How to identify your glimals

This can be helpful in keeping an eye on your glimals, such as you can keep a track of trigger or other negative thoughts. You can do it magazine Or in a note app on your phone. If you need help in the beginning to identify them, try these exercises below:

  1. Close your eyes and take a picture of a moment of peace. This can be anything from the place where you are only, you have seen only photos, a place you have only seen in your imagination. If you want to spend time there, a picture of it can be easily available, or make a picture of it yourself.
  2. Think about what safe and care you have taken as a childIf there is any method you can access as an adult. If you do not feel safe and take care as a child, think what you can do what you want to have. Is there a person who can embrace you, or can you condole yourself by embracing yourself or naping under a weighted blanket?
  3. Think about a loved oneA picture of a person who you can fully relax and be around yourself. If not, the picture that someone has in your life may feel like this.
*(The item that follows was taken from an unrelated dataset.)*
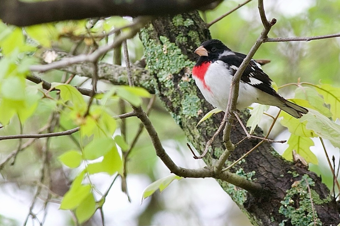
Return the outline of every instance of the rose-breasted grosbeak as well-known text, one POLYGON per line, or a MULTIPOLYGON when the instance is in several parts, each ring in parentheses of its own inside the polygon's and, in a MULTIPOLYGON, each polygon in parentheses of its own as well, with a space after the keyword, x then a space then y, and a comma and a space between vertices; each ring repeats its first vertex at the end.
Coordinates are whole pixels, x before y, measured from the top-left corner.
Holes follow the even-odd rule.
MULTIPOLYGON (((208 102, 225 111, 232 79, 246 55, 233 52, 217 39, 203 42, 195 53, 200 56, 192 69, 197 86, 208 102)), ((252 59, 241 77, 237 108, 242 109, 256 102, 276 106, 297 118, 308 112, 280 95, 272 87, 272 81, 252 59)))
If this is someone you know, spend time with them if you can call or give them. If it is not a person you know, watch a film or listen to a song that reminds you of someone with these characteristics.

Techauve

Glimers can be small, but they can have a major impact on your mental health and well -being. By paying attention to those things that bring you happiness, you can start to focus your attention away from the feelings of stress and relax. The more you tune in these moments, the better you will be able to keep those feelings of safety and connection, as you go about your day.


By Theodora Blancfield, AMFT

Theodora Blancfield is an associate marriage and family physician and mental health writers who use their experiences to help others. She holds a master’s degree in clinical psychology from the University of Antiook and is a board member of the Still Eye run, a non-profit for runners up mental health awareness. Theodora is published on sites including women’s health, bustle, healthline, and more and quoted in sites including New York Times, Shape and Mary Claire.